L’abbé d’Andréis devant ce succès s’efforça de prendre contact avec le scoutisme britannique, sa référence, de façon à échanger de la documentation et des idées. C’est ainsi qu’il noua des liens avec le Q.G. anglais (British Boy Scout Association, alors située 25 Buckingham Palace Road, et plus spécialement avec Hubert Martin, commissaire international). En 1919, alors que la guerre était terminée depuis le 11 novembre 1918, Hubert Martin demanda à l’abbé d’Andréis les statuts de son mouvement et lui conseilla vivement de rejoindre la Fédération des Scouts français (10, Rue Laffite à Paris) afin de pouvoir être reconnu offciellement par le Scoutisme international. Peu de temps après, l’abbé Cornette, vicaire à St. Honoré d’Eylau à Paris prenait contact avec l’abbé d’Andréis pour lui écrire qu’au moment de la fondation des « Entraîneurs », il ignorait l’existence des Eclaireurs des Alpes.

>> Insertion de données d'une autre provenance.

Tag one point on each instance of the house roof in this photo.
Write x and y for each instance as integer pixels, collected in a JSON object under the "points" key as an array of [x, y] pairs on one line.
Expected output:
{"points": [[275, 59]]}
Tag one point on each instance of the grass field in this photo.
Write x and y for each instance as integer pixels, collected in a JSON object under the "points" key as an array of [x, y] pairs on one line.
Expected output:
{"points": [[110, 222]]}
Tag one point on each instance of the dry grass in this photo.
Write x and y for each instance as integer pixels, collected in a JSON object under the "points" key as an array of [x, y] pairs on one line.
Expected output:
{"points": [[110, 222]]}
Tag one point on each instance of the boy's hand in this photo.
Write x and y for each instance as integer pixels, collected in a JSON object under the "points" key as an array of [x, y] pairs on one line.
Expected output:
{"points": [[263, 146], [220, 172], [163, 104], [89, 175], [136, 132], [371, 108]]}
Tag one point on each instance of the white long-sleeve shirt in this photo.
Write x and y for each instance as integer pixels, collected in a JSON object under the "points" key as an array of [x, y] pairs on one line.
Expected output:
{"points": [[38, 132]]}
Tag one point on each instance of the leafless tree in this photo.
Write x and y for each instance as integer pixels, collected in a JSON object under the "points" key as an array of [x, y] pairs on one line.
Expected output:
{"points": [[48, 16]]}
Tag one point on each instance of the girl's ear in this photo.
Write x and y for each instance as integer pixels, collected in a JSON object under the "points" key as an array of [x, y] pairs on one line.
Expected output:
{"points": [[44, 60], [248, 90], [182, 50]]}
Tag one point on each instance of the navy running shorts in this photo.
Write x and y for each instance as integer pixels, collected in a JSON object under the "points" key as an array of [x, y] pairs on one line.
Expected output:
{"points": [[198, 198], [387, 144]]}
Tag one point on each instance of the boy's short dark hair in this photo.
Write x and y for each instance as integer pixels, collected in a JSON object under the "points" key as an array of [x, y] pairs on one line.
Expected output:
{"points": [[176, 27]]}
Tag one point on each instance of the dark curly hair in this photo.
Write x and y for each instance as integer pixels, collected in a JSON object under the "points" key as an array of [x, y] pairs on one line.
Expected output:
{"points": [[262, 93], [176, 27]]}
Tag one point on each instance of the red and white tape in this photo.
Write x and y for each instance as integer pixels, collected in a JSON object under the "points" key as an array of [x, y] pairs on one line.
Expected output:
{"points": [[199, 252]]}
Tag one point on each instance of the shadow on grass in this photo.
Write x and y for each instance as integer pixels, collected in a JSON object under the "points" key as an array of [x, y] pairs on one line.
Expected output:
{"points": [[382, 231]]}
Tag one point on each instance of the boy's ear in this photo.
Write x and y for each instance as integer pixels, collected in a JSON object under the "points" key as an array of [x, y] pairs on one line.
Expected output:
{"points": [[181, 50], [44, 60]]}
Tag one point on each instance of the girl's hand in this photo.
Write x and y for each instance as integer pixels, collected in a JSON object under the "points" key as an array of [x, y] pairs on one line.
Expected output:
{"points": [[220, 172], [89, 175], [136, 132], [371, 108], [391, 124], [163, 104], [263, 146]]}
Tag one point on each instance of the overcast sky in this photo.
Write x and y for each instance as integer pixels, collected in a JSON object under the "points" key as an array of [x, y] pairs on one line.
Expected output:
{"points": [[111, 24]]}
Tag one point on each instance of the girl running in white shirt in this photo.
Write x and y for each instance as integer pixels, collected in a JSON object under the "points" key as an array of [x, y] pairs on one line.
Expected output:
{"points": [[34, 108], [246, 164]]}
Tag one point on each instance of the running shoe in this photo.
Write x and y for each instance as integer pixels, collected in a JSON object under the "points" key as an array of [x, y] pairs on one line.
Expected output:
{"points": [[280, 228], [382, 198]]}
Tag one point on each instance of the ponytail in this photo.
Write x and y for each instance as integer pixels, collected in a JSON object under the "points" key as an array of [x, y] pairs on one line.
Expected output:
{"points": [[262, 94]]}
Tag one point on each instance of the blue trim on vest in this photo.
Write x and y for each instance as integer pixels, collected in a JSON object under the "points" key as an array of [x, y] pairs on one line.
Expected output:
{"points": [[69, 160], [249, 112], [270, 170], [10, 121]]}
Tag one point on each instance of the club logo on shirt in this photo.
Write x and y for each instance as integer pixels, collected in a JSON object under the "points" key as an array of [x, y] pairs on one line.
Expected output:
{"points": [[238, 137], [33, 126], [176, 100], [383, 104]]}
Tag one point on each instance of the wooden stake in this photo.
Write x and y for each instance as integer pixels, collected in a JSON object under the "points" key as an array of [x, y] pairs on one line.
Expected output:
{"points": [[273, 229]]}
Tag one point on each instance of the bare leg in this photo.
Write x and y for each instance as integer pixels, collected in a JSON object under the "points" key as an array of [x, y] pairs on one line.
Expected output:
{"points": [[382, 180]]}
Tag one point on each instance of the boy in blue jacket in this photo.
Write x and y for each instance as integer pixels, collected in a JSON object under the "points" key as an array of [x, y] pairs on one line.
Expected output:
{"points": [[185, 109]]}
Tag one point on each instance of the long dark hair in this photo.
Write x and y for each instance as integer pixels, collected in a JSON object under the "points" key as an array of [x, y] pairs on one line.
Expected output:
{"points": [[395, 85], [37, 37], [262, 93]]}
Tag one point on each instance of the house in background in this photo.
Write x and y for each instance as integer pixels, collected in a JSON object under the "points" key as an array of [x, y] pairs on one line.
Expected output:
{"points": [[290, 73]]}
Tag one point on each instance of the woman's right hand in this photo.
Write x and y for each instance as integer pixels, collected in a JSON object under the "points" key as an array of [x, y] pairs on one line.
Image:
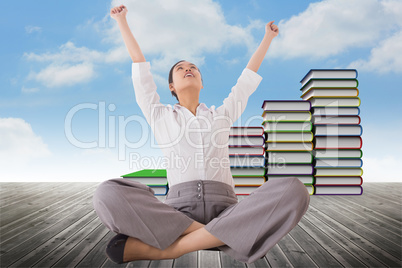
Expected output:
{"points": [[118, 12]]}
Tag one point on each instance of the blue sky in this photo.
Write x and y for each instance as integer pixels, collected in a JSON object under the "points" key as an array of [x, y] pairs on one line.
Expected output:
{"points": [[67, 105]]}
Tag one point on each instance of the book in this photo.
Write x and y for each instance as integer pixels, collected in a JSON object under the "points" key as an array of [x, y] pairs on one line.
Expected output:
{"points": [[330, 92], [331, 172], [150, 177], [355, 180], [338, 162], [246, 131], [335, 111], [336, 120], [335, 153], [305, 179], [290, 126], [248, 181], [246, 140], [289, 157], [335, 102], [247, 171], [288, 146], [247, 161], [288, 105], [338, 142], [290, 137], [286, 116], [246, 150], [338, 190], [338, 130], [329, 74], [329, 83], [289, 169]]}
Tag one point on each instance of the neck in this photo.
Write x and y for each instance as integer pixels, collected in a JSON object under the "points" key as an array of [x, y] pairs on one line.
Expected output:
{"points": [[191, 102]]}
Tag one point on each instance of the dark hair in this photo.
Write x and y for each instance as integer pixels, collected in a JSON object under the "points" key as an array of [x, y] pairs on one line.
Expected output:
{"points": [[170, 80]]}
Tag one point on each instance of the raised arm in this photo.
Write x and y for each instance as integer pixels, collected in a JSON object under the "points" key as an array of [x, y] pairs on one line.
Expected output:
{"points": [[271, 31], [119, 14]]}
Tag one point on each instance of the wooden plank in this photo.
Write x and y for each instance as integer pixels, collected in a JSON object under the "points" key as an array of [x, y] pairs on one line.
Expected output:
{"points": [[325, 251], [96, 257], [32, 228], [228, 262], [356, 238], [209, 259], [56, 234], [345, 217], [261, 263], [187, 260], [344, 241], [277, 258], [296, 255], [22, 209]]}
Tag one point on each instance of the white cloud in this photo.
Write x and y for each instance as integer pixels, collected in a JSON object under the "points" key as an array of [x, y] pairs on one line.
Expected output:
{"points": [[64, 75], [173, 30], [387, 57], [331, 27], [18, 143], [31, 29]]}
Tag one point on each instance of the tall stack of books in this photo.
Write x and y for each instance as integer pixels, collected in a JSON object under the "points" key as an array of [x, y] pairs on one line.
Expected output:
{"points": [[288, 140], [337, 131], [154, 178], [246, 155]]}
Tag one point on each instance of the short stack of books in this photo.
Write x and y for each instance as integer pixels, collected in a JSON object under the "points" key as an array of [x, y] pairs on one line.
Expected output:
{"points": [[337, 131], [246, 155], [154, 178], [288, 140]]}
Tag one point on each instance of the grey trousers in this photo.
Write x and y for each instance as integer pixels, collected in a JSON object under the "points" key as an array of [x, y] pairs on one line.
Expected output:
{"points": [[249, 228]]}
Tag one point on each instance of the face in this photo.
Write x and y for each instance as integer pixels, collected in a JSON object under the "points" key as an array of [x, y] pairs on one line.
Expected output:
{"points": [[185, 76]]}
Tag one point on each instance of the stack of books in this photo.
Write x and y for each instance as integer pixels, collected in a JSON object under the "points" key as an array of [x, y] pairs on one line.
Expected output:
{"points": [[246, 155], [288, 140], [154, 178], [337, 131]]}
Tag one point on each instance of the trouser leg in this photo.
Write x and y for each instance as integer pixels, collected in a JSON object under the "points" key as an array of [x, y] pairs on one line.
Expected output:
{"points": [[131, 208], [254, 225]]}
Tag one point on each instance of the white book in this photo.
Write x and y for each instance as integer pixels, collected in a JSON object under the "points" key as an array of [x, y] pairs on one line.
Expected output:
{"points": [[246, 140], [286, 116], [246, 150], [338, 180], [338, 142], [282, 157], [289, 136], [330, 74], [288, 126], [338, 172], [338, 190], [330, 92]]}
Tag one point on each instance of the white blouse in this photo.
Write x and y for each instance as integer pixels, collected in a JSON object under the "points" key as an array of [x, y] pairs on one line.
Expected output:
{"points": [[194, 147]]}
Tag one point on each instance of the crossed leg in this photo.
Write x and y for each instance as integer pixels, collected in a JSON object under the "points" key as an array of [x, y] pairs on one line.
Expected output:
{"points": [[194, 238]]}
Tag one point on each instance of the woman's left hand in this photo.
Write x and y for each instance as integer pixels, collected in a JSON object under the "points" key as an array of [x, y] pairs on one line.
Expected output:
{"points": [[271, 29]]}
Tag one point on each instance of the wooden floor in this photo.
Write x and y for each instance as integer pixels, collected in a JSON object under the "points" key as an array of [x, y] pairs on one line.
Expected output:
{"points": [[54, 225]]}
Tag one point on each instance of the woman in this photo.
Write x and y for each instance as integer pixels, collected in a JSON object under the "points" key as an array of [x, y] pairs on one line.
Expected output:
{"points": [[201, 210]]}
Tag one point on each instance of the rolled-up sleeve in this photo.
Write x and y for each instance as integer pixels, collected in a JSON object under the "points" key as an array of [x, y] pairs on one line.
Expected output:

Création des Scouts de France
La création des Scouts de France avec le Père Sevin et Edouard de Macédo venait, somme toute, se juxtaposer à l’existence d’une organisation déjà en plein essor ! Les relations au sein de la hiérarchie catholique du futur chanoine Cornette et du Père Sevin, allaient rapidement donner la primauté à la fondation des SDF. Le Comité de soutien créé à cette intention et rassemblant des personnalités de l’Église, de la politique, et de l’Armée emporta l’adhésion du plus grand nombre. De ce fait l’abbé d’Andréis bien qu’ayant eu l’antériorité, mais situé à l’extrémité de l’hexagone et ne se dérangeant que peu pour assister aux réunions qui eurent lieu presque exclusivement à Paris fut, pour ainsi dire, contraint de se rallier aux Scouts de France, dont il devint membre du Comité directeur du début de 1921 à la fin de 1922.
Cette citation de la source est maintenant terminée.